Again there were medications to take and this time I balked. I balked because the meds made my brain work differently. I felt like a runner who suddenly had weights permanently attached to their ankles. How can I even begin to describe what that's like to feel your ability to think, problem solve, and to engage in creative thinking to suddenly grind to what seems like a screeching halt? I felt like my imagination had gone from painting in bright vivid colors to sketching with heavy blocks of charcoal. 

Then there is what I call 'living in the middle.' Being bi-polar is often described like riding a roller coaster. There are these hills, valleys, twists and turns you find yourself careening through without any control. While it's dangerous, it's also exhilarating! The highs are unbelievable! It's like flying. Your brain is speeding along and nothing seems impossible. The lows, though are killer.

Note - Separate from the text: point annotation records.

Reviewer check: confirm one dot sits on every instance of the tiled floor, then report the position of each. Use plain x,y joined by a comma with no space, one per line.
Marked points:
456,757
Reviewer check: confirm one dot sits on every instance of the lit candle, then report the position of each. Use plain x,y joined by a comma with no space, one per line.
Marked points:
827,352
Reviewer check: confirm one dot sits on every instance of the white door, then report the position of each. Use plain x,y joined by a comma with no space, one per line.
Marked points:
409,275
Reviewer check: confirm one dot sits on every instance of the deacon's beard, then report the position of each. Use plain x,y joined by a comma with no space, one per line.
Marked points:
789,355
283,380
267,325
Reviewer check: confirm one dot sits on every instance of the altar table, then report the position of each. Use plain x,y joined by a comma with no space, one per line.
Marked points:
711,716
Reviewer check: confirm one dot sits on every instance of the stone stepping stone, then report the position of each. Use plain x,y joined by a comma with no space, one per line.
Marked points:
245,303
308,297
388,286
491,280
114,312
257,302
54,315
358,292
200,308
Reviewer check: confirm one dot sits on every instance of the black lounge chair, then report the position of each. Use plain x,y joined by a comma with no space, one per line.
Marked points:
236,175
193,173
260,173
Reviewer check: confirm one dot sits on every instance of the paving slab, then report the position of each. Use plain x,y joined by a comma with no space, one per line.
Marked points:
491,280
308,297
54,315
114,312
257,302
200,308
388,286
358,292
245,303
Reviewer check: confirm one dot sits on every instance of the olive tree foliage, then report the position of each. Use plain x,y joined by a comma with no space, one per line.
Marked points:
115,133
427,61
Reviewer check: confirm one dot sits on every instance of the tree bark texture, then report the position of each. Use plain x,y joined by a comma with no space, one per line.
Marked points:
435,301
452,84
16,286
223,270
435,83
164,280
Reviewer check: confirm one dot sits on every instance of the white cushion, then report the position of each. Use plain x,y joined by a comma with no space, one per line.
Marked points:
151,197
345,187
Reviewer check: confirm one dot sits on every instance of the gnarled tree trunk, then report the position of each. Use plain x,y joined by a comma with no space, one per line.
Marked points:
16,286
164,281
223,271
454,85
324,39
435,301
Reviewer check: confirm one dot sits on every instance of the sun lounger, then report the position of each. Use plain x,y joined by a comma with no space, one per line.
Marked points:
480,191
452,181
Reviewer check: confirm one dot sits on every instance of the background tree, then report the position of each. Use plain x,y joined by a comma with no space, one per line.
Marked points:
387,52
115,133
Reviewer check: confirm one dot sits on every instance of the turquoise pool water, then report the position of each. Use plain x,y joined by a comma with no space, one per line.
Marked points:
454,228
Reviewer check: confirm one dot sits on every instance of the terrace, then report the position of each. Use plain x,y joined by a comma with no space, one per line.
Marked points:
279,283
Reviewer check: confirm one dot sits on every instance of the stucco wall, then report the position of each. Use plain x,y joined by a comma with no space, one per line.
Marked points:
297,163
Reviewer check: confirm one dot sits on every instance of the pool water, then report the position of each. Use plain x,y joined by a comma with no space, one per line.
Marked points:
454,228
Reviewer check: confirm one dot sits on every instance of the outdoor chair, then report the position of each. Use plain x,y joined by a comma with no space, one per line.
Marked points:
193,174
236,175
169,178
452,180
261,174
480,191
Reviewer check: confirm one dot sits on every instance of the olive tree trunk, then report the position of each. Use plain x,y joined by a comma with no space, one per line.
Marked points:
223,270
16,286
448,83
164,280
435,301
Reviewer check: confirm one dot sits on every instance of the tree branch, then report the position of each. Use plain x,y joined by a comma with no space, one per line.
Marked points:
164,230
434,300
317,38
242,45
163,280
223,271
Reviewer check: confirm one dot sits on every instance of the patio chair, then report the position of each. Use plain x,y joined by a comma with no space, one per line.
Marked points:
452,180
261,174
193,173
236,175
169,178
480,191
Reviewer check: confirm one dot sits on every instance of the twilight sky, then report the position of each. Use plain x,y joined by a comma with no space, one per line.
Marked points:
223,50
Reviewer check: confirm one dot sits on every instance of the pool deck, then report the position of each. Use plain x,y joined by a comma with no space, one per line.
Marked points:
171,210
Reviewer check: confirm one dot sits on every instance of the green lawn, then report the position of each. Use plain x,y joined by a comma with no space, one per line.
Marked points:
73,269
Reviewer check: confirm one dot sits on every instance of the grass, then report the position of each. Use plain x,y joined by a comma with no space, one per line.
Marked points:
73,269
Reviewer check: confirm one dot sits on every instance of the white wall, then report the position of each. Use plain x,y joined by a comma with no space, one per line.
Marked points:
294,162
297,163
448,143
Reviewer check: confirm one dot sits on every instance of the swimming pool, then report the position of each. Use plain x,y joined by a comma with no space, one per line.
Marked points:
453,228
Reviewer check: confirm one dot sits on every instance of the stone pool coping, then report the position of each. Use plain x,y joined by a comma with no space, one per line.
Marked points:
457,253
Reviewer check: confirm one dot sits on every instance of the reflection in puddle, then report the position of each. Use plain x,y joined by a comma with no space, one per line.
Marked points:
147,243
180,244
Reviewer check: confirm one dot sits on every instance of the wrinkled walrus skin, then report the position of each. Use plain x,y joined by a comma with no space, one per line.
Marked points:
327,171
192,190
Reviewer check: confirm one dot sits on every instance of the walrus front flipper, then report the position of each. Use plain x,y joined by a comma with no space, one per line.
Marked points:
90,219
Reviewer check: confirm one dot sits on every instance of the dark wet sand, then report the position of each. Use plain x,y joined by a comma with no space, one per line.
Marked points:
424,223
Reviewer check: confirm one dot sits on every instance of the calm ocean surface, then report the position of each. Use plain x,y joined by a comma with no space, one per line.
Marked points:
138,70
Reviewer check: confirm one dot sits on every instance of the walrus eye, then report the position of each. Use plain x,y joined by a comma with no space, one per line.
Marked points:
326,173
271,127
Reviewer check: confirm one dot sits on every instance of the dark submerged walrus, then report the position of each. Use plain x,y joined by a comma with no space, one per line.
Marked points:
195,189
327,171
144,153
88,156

It's hard to hold on to relationships. In an upswing you can make plans and promises only to find that when the time comes you barely have the energy or focus to get out of bed let alone go out. Conversely you could have the energy and the gumption to go out but not the wisdom when to call it a night.

When you are med compliant, going to therapy, getting your sleep, getting exercise and doing all the self-care you are supposed to do, the roller coaster stops. While that's the goal it can be uncomfortable and disorientating. Where's the exhilaration? Where's the drama and adrenaline rush? How do you live without that cycle? It almost seems, boring. It's a struggle to stay on those meds, to live in the middle when you miss those highs and you've forgotten about the lows.

Again, having a therapist and support network is crucial. They help you keep focused on what is healthy. Remind you what it's like in those low points. Help give you a reality check. However, it's no guarantee because ultimately all of this lies in your head.

Your therapist, your friends and your family aren't there in your head. They aren't there when the brain chemistry is off and thoughts are pushing in and you can't see your way out. There aren't there to understand the terror rising up inside of you leaving you screaming aloud and crying just wanting it all to stop.

Don't get me wrong. I am hopeful. I believe one can manage one's mental illness but it takes it hard work. It's daily vigilance on your thoughts, your emotions and following your medication program and practicing your cognitive behavioral techniques.

I'm grateful everyday I have health insurance. I'm grateful I have friends and family I can reach out to for support. However, sometimes they aren't there and I'm grateful I have been taught the skills or have the medications to handle those times when they aren't.

However, when I heard about Robin Williams death and the was an apparent suicide my heart was sick that not only did we lose a phenomenal comedian, actor and from all accounts a kind human being but that it was case where mental illness was terminal because for whatever reason the tools, techniques, the meds, the support, etc...did not work. The illness overwhelmed him.

There's a strange kind of feeling where you understand because you know, "there but for the grace of God go I." You want to help because you have some sort of insight and you can't. 

If someone you know has a mental illness, be there for them. Understand that it is an illness. It can be managed. They can have a 'normal' life but like a diabetic they live with that illness everyday. They have to manage it everyday. Some days are better than others.

If you have a mental illness and this is one of those bad days, please, remember you are NOT alone. Please reach out for help.